Raxx · internal docs

internal · gated

RCA — CI cleanup pass: YAML parse error, name collision, Heroku 429, deploy modal stall, nightly scan recurrence

Incident ID: 2026-05-13-ci-cleanup-pass Date: 2026-05-13 Severity: SEV-2 (staging outage / deploy pipeline blocked) Duration: ~7 days for ci.yml parse error (detected 2026-05-06, fixed 2026-05-13); same-day for others Blast radius: All PRs and push-to-main since 2026-05-06; Heroku deploy #734 prod; nightly security scan 4/5 recent runs Author: sre-agent


Summary

Five distinct CI failure classes were found during the 2026-05-13 cleanup sweep. The highest-impact was a YAML parse error in ci.yml that caused every push and PR since 2026-05-06 to produce a 0-job, 0-second CI run — consuming a runner allocation for nothing and providing zero signal. Four additional findings were diagnosed and fixed in the same pass: a workflow name collision blocking branch-protection disambiguation, Heroku API 429 on deploy triggering a deploy failure, a deploy modal stuck at QUEUED after workflow failures, and the nightly security scan PR-creation failing repeatedly despite a prior fix (#1820).


Timeline (all times UTC)


Impact


Per-finding breakdown

Finding 1: ci.yml YAML parse error (highest impact)
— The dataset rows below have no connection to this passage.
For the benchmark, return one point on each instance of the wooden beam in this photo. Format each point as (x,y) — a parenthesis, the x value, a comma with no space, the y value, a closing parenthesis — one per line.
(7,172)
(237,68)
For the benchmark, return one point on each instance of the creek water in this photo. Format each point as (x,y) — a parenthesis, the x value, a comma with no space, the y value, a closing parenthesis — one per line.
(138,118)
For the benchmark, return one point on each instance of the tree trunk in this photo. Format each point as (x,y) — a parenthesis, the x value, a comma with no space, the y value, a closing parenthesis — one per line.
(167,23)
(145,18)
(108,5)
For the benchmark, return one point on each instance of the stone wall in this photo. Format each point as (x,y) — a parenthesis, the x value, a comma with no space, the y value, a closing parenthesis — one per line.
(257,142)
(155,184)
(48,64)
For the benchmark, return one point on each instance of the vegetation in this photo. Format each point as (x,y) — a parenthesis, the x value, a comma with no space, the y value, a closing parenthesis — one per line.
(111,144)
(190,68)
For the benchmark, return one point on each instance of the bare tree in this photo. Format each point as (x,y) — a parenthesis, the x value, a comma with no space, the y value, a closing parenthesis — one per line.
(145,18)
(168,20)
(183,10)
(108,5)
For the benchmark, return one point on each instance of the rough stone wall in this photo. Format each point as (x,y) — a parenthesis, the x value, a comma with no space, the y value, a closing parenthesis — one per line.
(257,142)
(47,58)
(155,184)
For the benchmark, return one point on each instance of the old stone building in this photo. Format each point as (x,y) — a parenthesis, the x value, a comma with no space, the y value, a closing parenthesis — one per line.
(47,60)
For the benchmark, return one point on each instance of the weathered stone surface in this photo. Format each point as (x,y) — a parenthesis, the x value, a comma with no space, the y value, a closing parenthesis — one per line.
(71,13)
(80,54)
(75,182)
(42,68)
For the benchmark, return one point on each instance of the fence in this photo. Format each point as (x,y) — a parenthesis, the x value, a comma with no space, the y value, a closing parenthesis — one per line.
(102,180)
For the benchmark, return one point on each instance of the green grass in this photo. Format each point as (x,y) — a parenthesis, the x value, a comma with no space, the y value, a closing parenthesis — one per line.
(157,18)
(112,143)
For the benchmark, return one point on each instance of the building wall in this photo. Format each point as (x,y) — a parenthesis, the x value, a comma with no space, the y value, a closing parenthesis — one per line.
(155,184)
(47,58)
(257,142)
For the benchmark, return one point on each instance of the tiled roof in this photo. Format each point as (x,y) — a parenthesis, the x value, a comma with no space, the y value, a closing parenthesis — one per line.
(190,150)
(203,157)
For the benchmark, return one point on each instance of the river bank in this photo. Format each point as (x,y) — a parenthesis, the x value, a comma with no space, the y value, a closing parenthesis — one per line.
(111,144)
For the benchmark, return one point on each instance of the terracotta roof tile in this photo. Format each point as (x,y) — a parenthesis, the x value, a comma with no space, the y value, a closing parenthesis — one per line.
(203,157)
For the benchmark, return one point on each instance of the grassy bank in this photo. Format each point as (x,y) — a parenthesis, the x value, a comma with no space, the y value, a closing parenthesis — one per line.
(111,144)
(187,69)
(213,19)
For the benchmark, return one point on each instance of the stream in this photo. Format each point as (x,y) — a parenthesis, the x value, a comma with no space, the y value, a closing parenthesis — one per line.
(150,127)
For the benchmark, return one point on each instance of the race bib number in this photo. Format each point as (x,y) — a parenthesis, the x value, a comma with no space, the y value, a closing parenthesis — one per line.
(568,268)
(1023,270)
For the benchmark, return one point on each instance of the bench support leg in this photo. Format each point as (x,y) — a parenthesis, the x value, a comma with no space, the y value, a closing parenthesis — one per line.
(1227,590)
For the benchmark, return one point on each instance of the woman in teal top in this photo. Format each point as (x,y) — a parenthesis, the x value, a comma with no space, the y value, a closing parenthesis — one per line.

File: .github/workflows/ci.yml Line (pre-fix): velvet-smoke job, Velvet import smoke test — app factory step Root cause: run: python -c 'from velvet.app import app; print("boot: OK")'

The bare YAML scalar value python -c 'from velvet.app import app; print("boot: OK")' contains OK" after a colon following whitespace. GitHub Actions' YAML parser (which uses Go's gopkg.in/yaml.v3) is stricter than PyYAML. It treated this as a mapping, producing a parse error. Because the parse error is at the job level, NONE of the jobs in ci.yml parse — the workflow appears to start but immediately produces 0 jobs, 0 seconds.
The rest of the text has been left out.